If this constitutes homeland security in post-Sept. 11 America, the watchdog needs dentures. When they're not protesting for peace, the nuns teach in poor neighborhoods, helping the least of us. Locking them is like locking up Mother Teresa. It's just wrong.
So it falls to Judge Blackburn to do what's right.
He's got the power to depart from the sentencing guidelines. To do it, a judge must decide that special circumstances exist, said Sam Kamin, an assistant professor of law at the University of Denver.
"The judge basically has to say that this isn't what Congress intended when it approved the guidelines," Kamin explained.
In the nuns' case, that's such a no-brainer that John Suthers, the U.S. attorney for the Colorado region, looks brain dead.
Suthers' office plans to formally respond to the nuns' requests for downward departures today, a spokesman said.
But the government's position all along has been that these peacemakers aren't blessed.
"They have been prosecuted in the past for similar acts and sentenced to short periods of incarceration, which have not served as a deterrent," Suthers said.
Suthers apparently sees symbolic protests as security threats. He thinks taxpayers need to pay hundreds of thousands of dollars to keep the nuns off the streets.
I propose that the politically posturing prosecutor write the check out of his publicly financed salary. He obviously has too little on his plate and not much more in his head.

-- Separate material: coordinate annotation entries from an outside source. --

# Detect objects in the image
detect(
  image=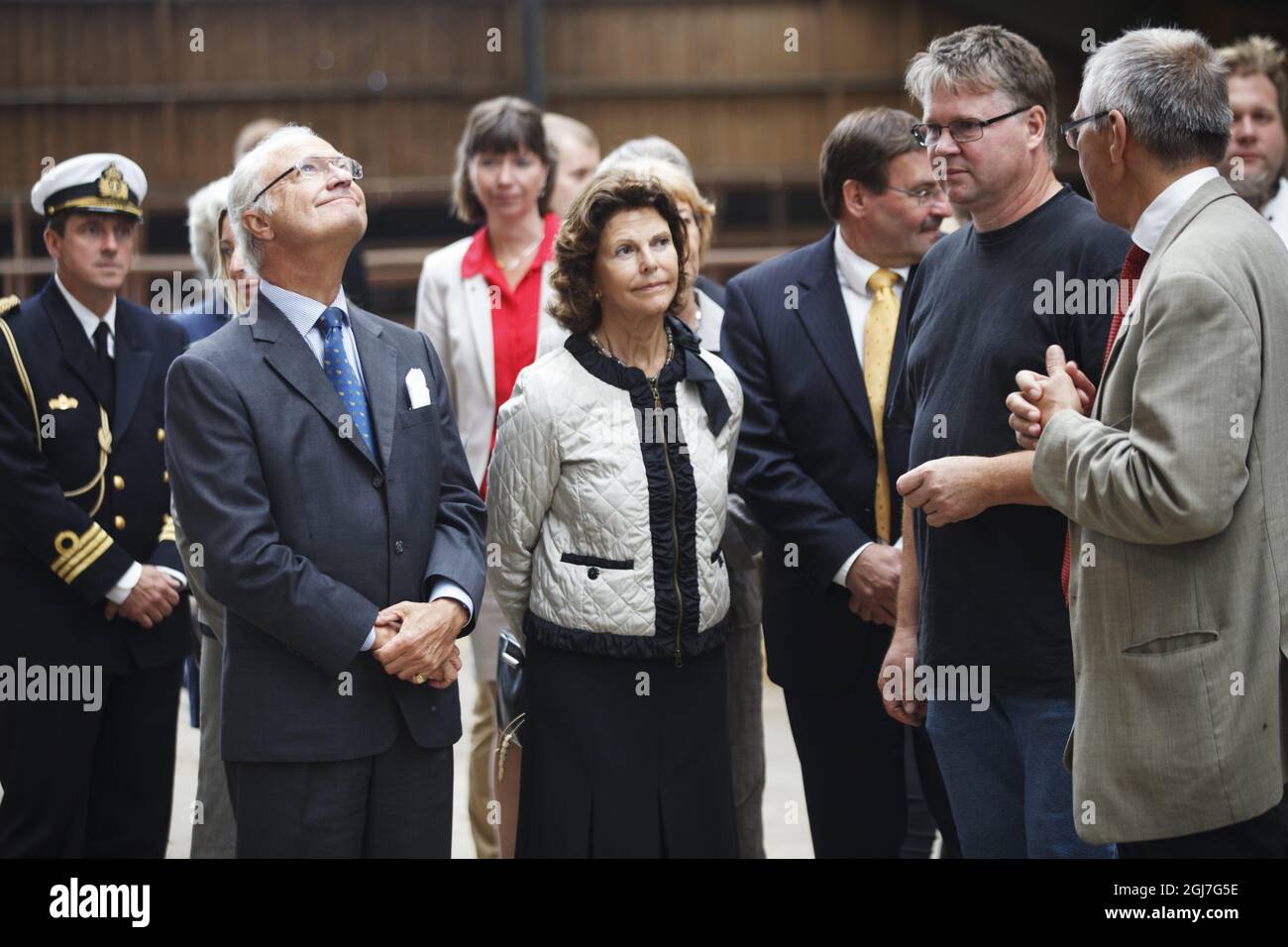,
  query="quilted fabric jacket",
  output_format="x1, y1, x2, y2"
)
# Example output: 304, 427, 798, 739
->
486, 320, 742, 664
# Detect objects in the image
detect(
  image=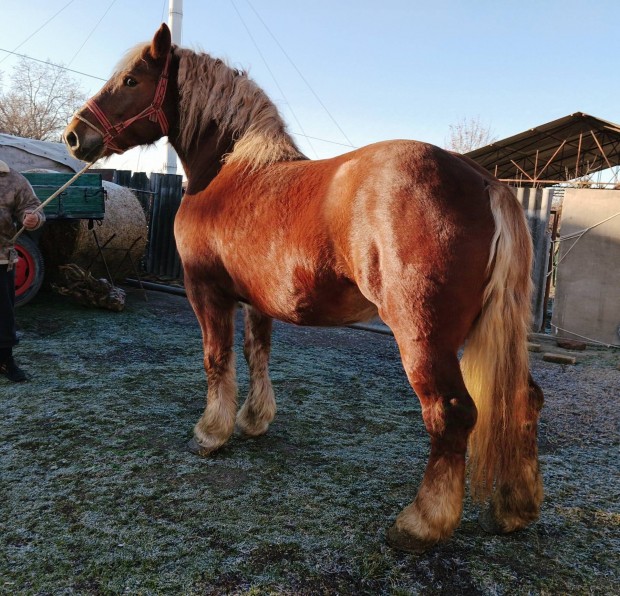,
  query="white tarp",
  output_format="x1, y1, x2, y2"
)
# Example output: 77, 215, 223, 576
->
0, 133, 86, 172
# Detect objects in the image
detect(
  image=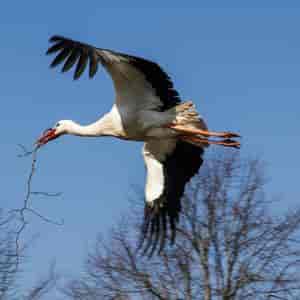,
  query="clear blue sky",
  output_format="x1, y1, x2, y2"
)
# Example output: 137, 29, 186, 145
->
0, 0, 300, 296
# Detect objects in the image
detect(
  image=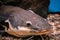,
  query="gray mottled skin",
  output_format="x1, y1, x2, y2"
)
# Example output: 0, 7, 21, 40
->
0, 6, 51, 30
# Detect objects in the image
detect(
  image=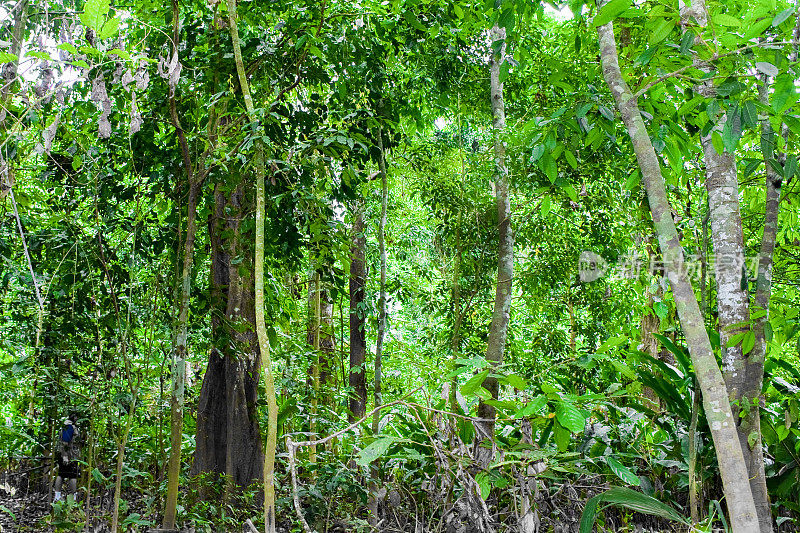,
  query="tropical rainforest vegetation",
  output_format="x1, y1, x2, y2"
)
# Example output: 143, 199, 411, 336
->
0, 0, 800, 533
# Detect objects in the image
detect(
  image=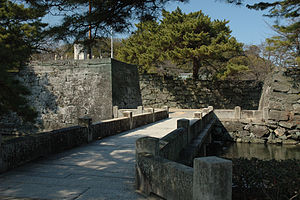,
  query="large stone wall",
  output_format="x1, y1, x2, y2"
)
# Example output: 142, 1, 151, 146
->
140, 75, 263, 109
0, 59, 141, 134
214, 68, 300, 144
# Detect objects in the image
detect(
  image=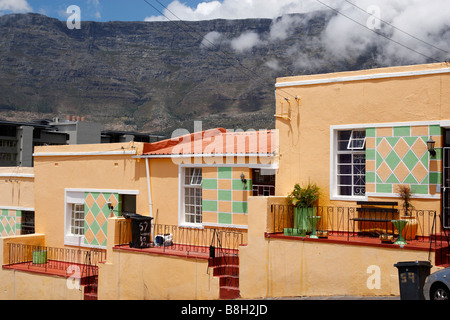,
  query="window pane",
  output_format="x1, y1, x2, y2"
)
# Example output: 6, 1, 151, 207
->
338, 154, 352, 163
336, 130, 366, 196
339, 186, 352, 196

The crimes committed here involve three old women cutting through a fence and whacking a few hammer blows on a missile silo of reinforced concrete several feet thick. What happened posed no more threat to national security than refusing to recite the Pledge of Allegiance or sing "The Star Spangled Banner."
As for costing the government money, I'm betting Suthers put more of a hurt on the federal purse prosecuting the nuns than the nuns put on the missile silo.

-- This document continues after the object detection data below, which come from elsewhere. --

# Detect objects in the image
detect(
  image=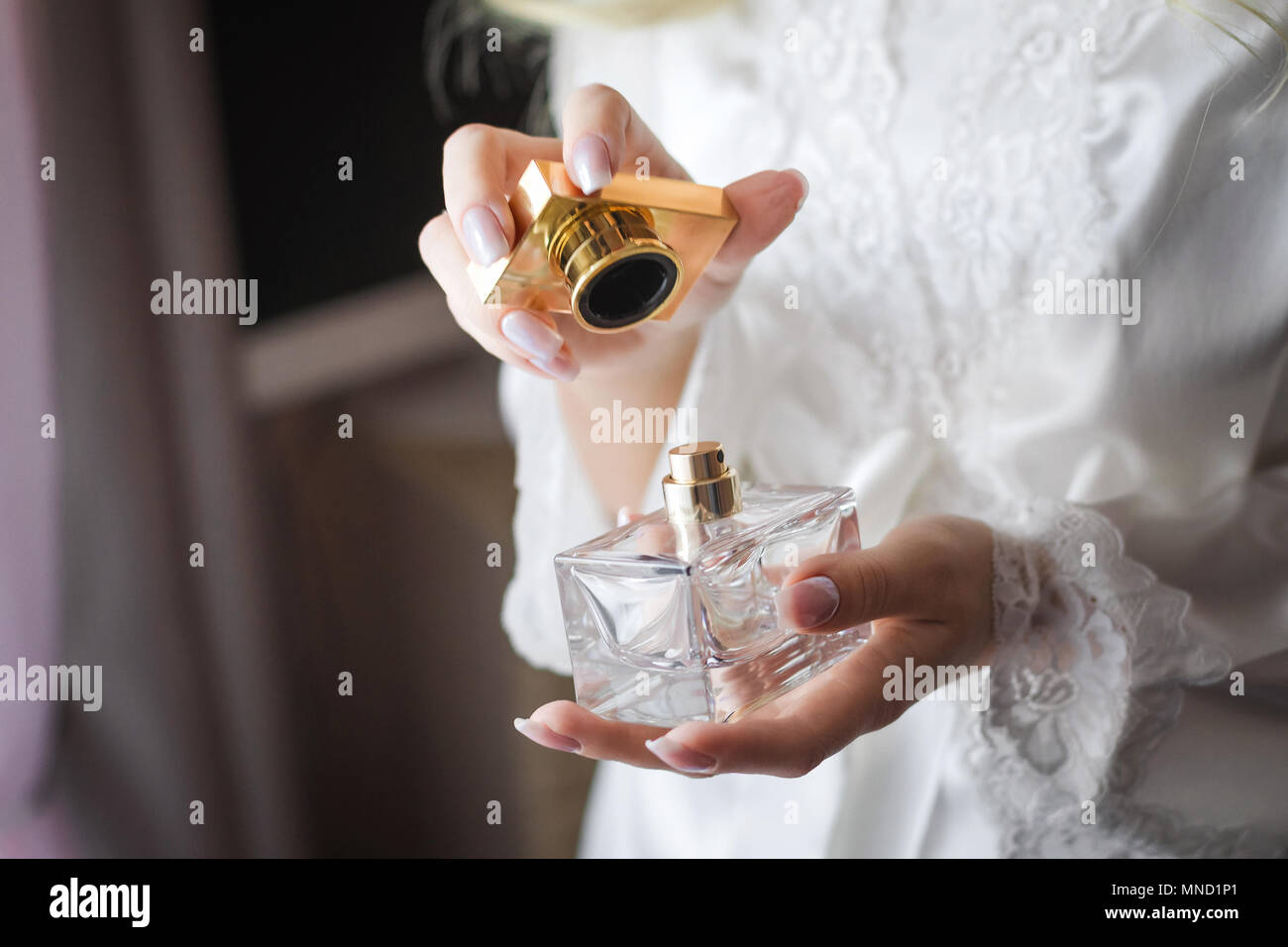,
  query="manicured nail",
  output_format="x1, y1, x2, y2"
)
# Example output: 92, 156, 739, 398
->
514, 716, 581, 753
528, 352, 581, 381
644, 737, 716, 773
774, 576, 841, 629
787, 167, 808, 213
572, 136, 613, 194
461, 207, 510, 266
501, 309, 563, 362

Platte, Gilbert and Hudson spent several months in jail awaiting trial. Time served, combined with some community service, makes sense.
The nuns should be required to pay to repair the fence they cut. They might even need to pay for the time soldiers spent responding to their protest.
But six to eight years in prison for Hudson, who is 68, Platte, who is 67, and Gilbert, who is 55, mocks justice.
DU's Kamin said that only extraordinary circumstances justify downward departures from sentencing guidelines.
Devoting your life to peace in a war-torn world qualifies not only as extraordinary, but as exemplary.
No matter, Kamin said, federal judges don't like to depart from the guidelines because the decision to do so is automatically reviewable and reversible.
"Judges," he added, "don't like to be reversed."
They ought to like turning peaceniks into prisoners even less.
Federal judges - in this case Blackburn - have wide discretion to decide what factors demand departure from sentencing guidelines.
The ability to get around the sentencing guidelines exists because the folks who wrote the guidelines knew the guidelines were not one-size-fits-all.
They sure don't fit these convictions.
The nuns have never hurt anyone. They never will. They're sort of like angels. If the whole world adopted their sacrifice and respect for humanity, terrorism and war would cease. So would crime. It would be heaven on earth.
Unless Judge Blackburn departs from the sentencing guidelines, the United States will show its angels hell on earth.
"You could make an argument that lack of discretion (in sentencing) looks ridiculous because you have people here who aren't a threat," Kamin said.
You could also argue that anyone who puts nuns in the pen for six years runs a kangaroo court.